Simone Marthe Brangier Boas (February 3, 1895 – June 17, 1981) was a French-born American modernist sculptor who spent her career in Baltimore, Maryland.

Simone Marthe Brangier was born on February 3, 1895 in La Crèche, France, the daughter of Pierre Armand Brangier and Marie-Louise Geiser. She arrived in the United States in 1904 and became a naturalized US citizen in 1921. She graduated from the University of California Berkeley in 1917 and studied under Leo Lentelli at the California School of Fine Arts. At Berkeley, she met philosophy PhD student George Boas while attending a seminar on The Self; they married in 1921.

During World War I, Brangier went to France to do relief work with refugees, work for which she was later awarded the Medal of French Gratitude. She and George Boas were able to remain in contact in France as he enlisted as a lieutenant in the US Army and served as aide de camp to General Charles Kilburn. After the war, she studied under Antoine Bourdelle at the Académie de la Grande Chaumière.

In 1921, she and George Boas married and they settled in Baltimore, where he joined the faculty of Johns Hopkins University.

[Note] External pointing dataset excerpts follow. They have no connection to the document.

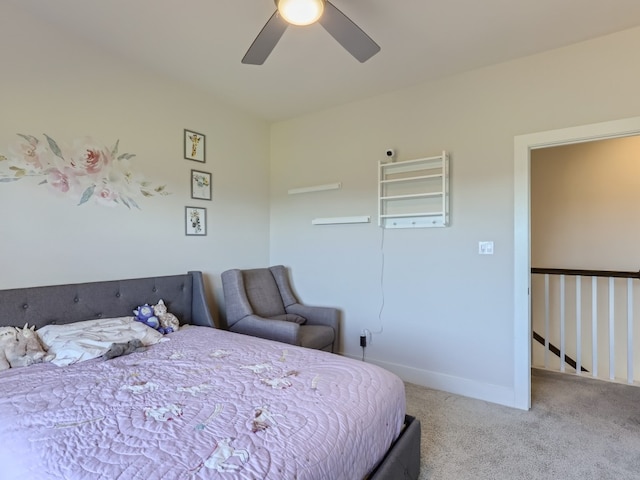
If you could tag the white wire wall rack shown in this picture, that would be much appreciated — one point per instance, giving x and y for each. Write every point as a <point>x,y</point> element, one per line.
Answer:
<point>414,193</point>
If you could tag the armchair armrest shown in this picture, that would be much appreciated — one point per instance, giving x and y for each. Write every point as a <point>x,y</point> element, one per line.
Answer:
<point>278,330</point>
<point>328,316</point>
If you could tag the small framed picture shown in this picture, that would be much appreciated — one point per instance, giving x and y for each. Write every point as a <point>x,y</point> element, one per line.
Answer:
<point>200,185</point>
<point>195,221</point>
<point>194,146</point>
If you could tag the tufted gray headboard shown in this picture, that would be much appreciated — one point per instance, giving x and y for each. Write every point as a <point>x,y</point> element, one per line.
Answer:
<point>183,294</point>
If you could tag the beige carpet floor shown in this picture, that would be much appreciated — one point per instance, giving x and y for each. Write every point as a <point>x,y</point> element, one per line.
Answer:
<point>577,428</point>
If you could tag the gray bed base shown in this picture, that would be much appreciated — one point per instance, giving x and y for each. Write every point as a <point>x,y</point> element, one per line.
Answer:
<point>185,297</point>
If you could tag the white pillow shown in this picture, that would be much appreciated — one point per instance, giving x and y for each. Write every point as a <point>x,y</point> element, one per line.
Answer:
<point>79,341</point>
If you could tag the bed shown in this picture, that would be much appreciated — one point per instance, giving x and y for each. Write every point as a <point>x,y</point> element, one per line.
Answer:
<point>206,403</point>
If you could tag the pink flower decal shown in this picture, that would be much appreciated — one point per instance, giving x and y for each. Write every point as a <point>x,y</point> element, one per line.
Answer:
<point>84,171</point>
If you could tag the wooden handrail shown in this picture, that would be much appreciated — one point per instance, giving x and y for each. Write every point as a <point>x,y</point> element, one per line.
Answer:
<point>586,273</point>
<point>556,351</point>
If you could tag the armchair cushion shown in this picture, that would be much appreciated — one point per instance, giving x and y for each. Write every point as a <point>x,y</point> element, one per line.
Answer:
<point>262,292</point>
<point>319,337</point>
<point>260,302</point>
<point>291,317</point>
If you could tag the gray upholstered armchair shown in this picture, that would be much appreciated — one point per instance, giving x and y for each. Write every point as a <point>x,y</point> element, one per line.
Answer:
<point>260,302</point>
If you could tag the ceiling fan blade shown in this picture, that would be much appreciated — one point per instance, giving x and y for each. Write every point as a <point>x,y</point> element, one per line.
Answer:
<point>266,40</point>
<point>347,33</point>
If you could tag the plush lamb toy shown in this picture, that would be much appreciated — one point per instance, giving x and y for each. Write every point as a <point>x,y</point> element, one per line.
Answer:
<point>144,313</point>
<point>21,348</point>
<point>168,321</point>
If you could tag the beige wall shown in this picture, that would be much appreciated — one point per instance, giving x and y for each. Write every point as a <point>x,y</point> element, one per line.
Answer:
<point>448,312</point>
<point>584,215</point>
<point>445,313</point>
<point>52,84</point>
<point>584,205</point>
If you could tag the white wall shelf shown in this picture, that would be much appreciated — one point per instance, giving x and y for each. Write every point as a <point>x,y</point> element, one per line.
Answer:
<point>414,193</point>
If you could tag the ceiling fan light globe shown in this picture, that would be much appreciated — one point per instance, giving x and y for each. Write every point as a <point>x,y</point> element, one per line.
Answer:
<point>301,12</point>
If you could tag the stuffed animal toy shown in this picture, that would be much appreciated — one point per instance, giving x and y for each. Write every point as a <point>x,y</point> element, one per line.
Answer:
<point>33,346</point>
<point>168,321</point>
<point>21,348</point>
<point>144,313</point>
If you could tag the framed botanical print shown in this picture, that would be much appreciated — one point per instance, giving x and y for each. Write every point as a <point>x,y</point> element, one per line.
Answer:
<point>195,221</point>
<point>200,185</point>
<point>194,146</point>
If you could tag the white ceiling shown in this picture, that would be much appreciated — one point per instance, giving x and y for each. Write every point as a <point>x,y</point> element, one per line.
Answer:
<point>201,42</point>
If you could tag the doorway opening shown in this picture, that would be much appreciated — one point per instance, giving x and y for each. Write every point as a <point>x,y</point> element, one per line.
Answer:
<point>523,146</point>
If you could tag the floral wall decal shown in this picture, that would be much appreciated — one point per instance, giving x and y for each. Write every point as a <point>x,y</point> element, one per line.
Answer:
<point>83,171</point>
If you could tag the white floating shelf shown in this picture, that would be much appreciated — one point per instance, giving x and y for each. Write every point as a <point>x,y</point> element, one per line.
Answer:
<point>315,188</point>
<point>339,220</point>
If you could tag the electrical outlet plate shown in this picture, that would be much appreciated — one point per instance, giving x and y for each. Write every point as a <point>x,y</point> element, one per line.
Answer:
<point>485,248</point>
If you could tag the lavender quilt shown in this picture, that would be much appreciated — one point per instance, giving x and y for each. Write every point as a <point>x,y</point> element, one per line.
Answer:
<point>206,404</point>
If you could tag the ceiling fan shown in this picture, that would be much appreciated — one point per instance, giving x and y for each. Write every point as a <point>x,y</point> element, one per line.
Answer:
<point>306,12</point>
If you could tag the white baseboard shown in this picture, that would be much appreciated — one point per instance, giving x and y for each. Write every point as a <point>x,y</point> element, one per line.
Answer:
<point>448,383</point>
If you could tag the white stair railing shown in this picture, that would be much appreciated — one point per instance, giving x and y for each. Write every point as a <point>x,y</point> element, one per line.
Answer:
<point>590,329</point>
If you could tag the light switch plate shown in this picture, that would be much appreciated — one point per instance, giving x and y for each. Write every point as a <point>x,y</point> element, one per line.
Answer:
<point>485,248</point>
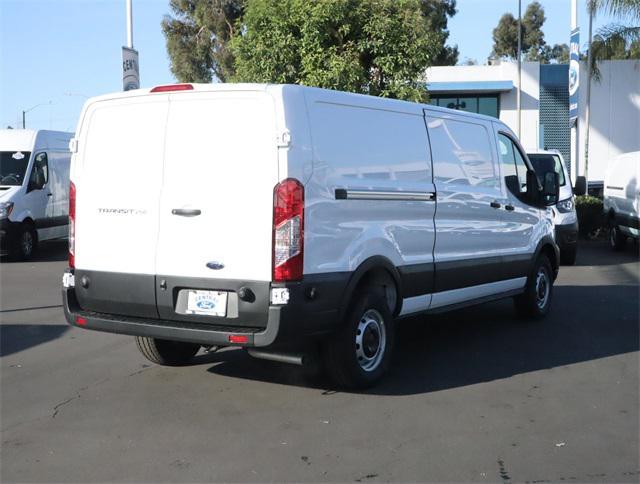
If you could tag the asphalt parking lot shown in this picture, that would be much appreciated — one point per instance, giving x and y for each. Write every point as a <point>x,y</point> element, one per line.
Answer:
<point>475,395</point>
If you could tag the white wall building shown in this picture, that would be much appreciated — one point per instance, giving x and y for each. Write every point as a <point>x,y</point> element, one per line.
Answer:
<point>491,89</point>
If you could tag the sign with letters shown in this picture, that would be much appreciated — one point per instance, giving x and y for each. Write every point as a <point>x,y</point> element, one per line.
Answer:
<point>130,69</point>
<point>574,75</point>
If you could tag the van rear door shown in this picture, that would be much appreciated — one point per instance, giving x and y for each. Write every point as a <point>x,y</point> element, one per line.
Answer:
<point>221,164</point>
<point>118,176</point>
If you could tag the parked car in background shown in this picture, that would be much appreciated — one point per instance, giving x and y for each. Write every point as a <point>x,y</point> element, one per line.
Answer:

Art historian Charlotte Streifer Rubinstein wrote of Boas' work "Imbued with the "truth to materials" aesthetic, Simone Boas carved massive, stylized heads and figures directly in wood and stone with no openings or penetrations in the forms." These included Ceres (1926), a mahogany figure bearing a cornucopia which was purchased by the Cone sisters and was the only American sculpture in the Cone Collection. Boas' award-winning mahogany Mother and Child (1932) was included in the Museum of Modern Art's exhibit "Painting and Sculpture from 16 American Cities" (1933–34) and is now at the Baltimore Museum of Art. Boas also lectured at the Baltimore Museum and taught other female sculptors.

During World War II, she was again involved in relief work, heading the local branch of the Committee for Franco-British Relief and its successor organization, American Aid to France, from 1939-1948. She was awarded the French Legion of Honour for her work.

Boas published some translations from the French, including one of Alfred Charles Auguste Foucher's biography of Buddha.

Simone Marthe Brangier Boas died on 17 June 1981 at a nursing home in Philadelphia at the age of 86.